Una riunione-show davanti al pubblico tra supereroi dello sport sardo come lo skipper Max Sirena, lo scalatore Angelo Lobina, l’atleta di triathlon Giuseppe Solla e Chiara Obino, la recordwoman degli abissi. Ma soprattutto un viaggio nella “testa” degli atleti estremi: quella mente che regola i movimenti del corpo e permette di andare avanti in situazioni difficili e quasi insormontabili. E’ stato questo il filo conduttore della serata di Senza Respiro. Roberto Zanda, l’ironman che ha rischiato di morire assiderato nella sua ultima sfida impossibile, la Yukon Artic Ultra, è stato accolto con un lungo applauso. Ha perso mano e piedi nel freddo.

Ma è pronto a risorgere al sole. A correre nel deserto della Namibia per 250 chilometri anche con i suoi arti bionici.

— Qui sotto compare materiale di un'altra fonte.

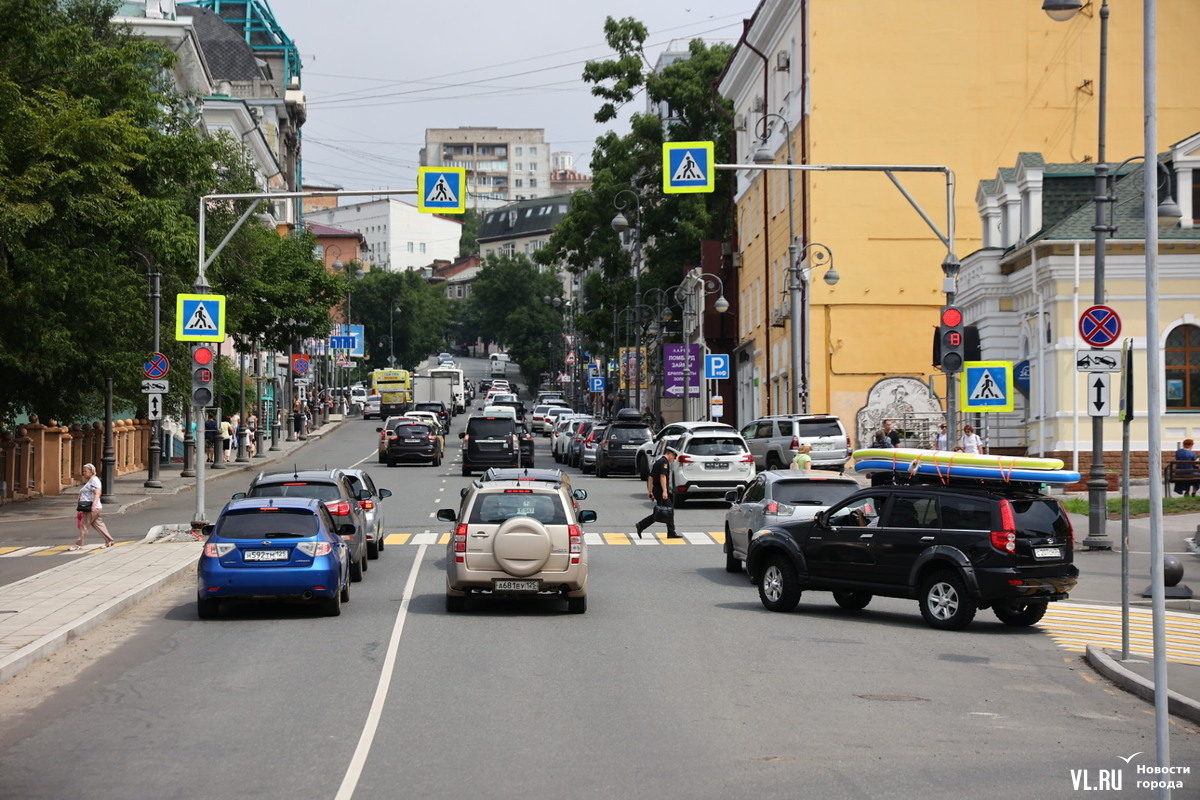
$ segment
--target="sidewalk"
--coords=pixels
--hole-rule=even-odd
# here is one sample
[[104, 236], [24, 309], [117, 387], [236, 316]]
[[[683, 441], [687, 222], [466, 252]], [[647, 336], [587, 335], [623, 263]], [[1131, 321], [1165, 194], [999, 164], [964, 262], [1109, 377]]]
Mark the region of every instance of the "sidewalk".
[[[288, 459], [308, 443], [336, 431], [342, 421], [340, 415], [330, 415], [330, 421], [312, 431], [306, 439], [281, 441], [280, 450], [266, 450], [263, 458], [232, 462], [222, 470], [205, 469], [205, 486], [234, 471], [258, 473]], [[162, 470], [161, 489], [143, 486], [145, 471], [118, 477], [112, 489], [114, 499], [104, 504], [104, 517], [120, 517], [154, 504], [156, 497], [192, 492], [196, 479], [180, 477], [179, 473], [178, 464]], [[72, 491], [54, 498], [0, 506], [0, 529], [46, 519], [70, 519], [73, 524], [74, 505], [76, 492]], [[174, 522], [186, 527], [188, 519]], [[112, 548], [103, 548], [94, 541], [88, 545], [86, 552], [72, 554], [59, 566], [0, 585], [0, 682], [50, 656], [67, 642], [118, 615], [176, 576], [193, 571], [200, 553], [199, 542], [163, 541], [160, 539], [162, 528], [155, 525], [140, 541], [124, 541]]]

Con tappe da quaranta da fare tutte in una volta. “In Canada il risultato non è stato soddisfacente – ha raccontato – ma la gara che ho fatto per essere vivo l’ho vinta”. Il suo dramma? Risolto in poche battute: “Il ghiaccio mi ha impedito – ha detto – di aprire la borsa per prendere il sacco a pelo, mi ha impedito di premere il bottone per chiedere i soccorsi. Ma ho già messo tutto dietro, quello che è successo è successo”. Zanda non ha paura della prossima gara: “sono convinto che bisogna mettersi in gioco”. Non è un caso che il suo soprannome sia emblematicamente “Massiccione”. Indistruttibile.

C’era una leggenda che circolava tra gli uomini e le donne delle missioni impossibili: Massiccione ha guidato una bicicletta per centottanta chilometri con la ruota frenata. E ieri si è scoperto che non era mitologia, ma storia. “Tutto vero – ha detto Zanda – mi è venuto il dubbio quando anche in discesa era effettivamente troppo dura”. Le altre imprese sono state raccontate da chi, come Zanda, ha rischiato e rischia per andare dietro a sogni e record. Sirena, romagnolo ma sardo d’adozione, ha spiegato che cosa sta cambiando nel mondo della vela, con le barche che volano a quaranta nodi, “Prima andavamo a bordo – ha detto – in maglietta e pantaloncini, ora, anche per la sicurezza, sembriamo degli astronauti. Se una barca, a quella velocità, si ribalta, si rischia grosso”. Sport e imprese che si mischiano. Serena ha raccontato dei suoi corsi di apnea, la specialità di Chiara Obino.

“A noi può capitare di andare sott’acqua senza preavviso – ha raccontato – facciamo prove in piscina anche bendati”. I segreti per raggiungere le mete più difficili. “Anche gli allenamenti sbagliati – ha raccontato – quelli che ti dovrebbero buttare giù. Ma è un tranello nel quale non si deve cadere: non si può essere sempre al massimo. E magari il momento giusto si trova proprio in gara”. Angelo Lobina, spesso alle prese con Himalaya e montagne in Alaska e Antartide, ha parlato di una tattica che è un po’ alpinismo, ma un po’ anche saggezza e filosofia: “Di fronte a un ostacolo improvviso – ha spiegato – mi concentro sul piccolo, distogliendo sguardo e pensiero dalla meta finale. Più giusto pensare a come passare la notte durante la bufera che alla cima da raggiungere”. Ma anche partire in tremila allineati per una gara di triathlon è un’esperienza che fortifica. “Può essere anche pericoloso – ha detto Giuseppe Solla – per questo molte organizzazioni stanno usando degli accorgimenti. Ma succede ancora: si lotta, ma bisogna anche stare attenti a non fare male agli altri. Lo sport è lealtà”.